Deal Size, Timing, and Financials
The filing followed a confidential SEC registration in April 2026 and placed SpaceX’s valuation between roughly $1.5 trillion and $2 trillion. The offering could raise about $75 billion to $80 billion. The documents reported 2024 revenue of $18.7 billion and a loss of $4.9 billion. Coverage noted that a valuation at the top end would make Musk a trillionaire.
The IPO timeline is tight, with a roadshow starting June 4, 2026, pricing on June 11, and a listing the next day. This schedule would move the deal from marketing to public trading in about a week if it proceeds as planned.
Governance and Long-Term Strategy
The paperwork proposes a voting structure that could leave Musk with roughly 85% of the voting power, preserving near-total control as SpaceX goes public. The prospectus outlines long-term markets beyond satellite broadband, including lunar and Martian factories, asteroid mining, point-to-point Earth travel, space tourism, and in-orbit manufacturing.

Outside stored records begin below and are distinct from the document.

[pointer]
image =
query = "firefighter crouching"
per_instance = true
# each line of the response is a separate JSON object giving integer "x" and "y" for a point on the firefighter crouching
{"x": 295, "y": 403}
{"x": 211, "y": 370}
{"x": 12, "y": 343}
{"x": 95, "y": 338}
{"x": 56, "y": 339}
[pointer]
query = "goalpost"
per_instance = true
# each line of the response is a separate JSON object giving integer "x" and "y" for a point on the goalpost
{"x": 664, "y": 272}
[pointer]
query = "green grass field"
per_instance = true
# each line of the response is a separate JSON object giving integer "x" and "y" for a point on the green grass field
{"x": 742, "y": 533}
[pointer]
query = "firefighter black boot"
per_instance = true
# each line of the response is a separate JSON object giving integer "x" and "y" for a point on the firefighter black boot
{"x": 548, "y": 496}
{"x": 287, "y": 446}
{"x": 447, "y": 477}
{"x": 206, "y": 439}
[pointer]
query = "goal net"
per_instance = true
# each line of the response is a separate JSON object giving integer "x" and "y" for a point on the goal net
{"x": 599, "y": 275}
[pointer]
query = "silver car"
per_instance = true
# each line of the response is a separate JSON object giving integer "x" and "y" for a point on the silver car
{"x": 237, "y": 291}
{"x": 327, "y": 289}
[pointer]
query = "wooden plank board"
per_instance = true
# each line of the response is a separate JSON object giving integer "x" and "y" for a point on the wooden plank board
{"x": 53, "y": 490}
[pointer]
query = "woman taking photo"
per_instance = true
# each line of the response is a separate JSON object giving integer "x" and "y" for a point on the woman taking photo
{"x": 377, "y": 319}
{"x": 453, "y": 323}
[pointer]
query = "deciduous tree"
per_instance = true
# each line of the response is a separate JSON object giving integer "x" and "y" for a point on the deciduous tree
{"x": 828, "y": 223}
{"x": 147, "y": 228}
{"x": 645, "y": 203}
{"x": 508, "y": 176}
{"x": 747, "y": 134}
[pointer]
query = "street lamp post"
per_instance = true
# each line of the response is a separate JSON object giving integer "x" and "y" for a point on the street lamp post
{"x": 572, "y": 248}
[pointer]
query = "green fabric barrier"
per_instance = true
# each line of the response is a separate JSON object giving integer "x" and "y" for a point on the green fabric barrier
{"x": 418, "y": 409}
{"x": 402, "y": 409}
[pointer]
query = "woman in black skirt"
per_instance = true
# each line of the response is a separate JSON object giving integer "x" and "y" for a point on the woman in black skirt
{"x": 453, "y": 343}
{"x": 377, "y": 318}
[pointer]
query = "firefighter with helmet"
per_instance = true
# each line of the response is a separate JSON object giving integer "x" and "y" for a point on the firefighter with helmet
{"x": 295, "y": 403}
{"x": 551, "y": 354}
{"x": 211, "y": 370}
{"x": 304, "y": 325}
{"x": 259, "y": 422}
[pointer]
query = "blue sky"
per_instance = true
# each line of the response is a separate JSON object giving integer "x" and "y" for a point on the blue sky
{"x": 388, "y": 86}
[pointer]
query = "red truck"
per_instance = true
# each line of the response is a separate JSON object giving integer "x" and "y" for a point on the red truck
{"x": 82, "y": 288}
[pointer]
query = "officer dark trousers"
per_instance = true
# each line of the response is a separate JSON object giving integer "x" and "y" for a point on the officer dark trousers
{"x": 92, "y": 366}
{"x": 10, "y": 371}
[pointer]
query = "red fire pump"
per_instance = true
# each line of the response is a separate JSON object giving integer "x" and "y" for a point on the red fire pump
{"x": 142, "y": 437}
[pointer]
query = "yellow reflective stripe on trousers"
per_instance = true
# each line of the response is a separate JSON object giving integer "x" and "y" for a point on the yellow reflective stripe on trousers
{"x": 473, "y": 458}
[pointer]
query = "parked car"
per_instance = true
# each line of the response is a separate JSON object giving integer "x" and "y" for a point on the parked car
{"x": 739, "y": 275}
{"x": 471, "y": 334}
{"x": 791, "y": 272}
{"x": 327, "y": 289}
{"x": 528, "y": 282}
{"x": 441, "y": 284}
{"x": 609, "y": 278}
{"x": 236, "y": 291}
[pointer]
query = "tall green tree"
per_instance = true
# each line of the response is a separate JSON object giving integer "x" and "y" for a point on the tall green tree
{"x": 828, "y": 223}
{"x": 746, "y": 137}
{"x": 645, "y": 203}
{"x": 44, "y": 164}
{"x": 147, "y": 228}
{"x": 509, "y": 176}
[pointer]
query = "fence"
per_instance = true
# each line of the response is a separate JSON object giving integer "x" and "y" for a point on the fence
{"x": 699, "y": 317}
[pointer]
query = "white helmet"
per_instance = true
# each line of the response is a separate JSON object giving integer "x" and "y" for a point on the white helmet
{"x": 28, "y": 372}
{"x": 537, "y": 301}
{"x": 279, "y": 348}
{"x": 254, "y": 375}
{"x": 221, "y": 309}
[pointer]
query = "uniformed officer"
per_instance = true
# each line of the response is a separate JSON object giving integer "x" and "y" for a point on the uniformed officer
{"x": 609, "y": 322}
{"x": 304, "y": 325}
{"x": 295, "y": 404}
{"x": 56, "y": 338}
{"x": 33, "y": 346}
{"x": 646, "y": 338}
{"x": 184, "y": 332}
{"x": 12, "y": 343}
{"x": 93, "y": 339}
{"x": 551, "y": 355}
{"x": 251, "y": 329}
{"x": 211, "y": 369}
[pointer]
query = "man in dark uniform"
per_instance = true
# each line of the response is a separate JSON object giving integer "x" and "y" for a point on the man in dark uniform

The filing pitches a total addressable market of about $28.5 trillion across artificial intelligence to Mars-related opportunities. It asks investors to accept a high premium on execution and long horizons. Coverage highlighted that many of these futuristic markets are unproven, with uncertain timing and scale, and that some speculative areas were excluded from formal estimates.
In a virtual appearance at the Samson International Smart Mobility Summit in Tel Aviv, Musk said, “We’ve got to get the SpaceX IPO going pretty soon.”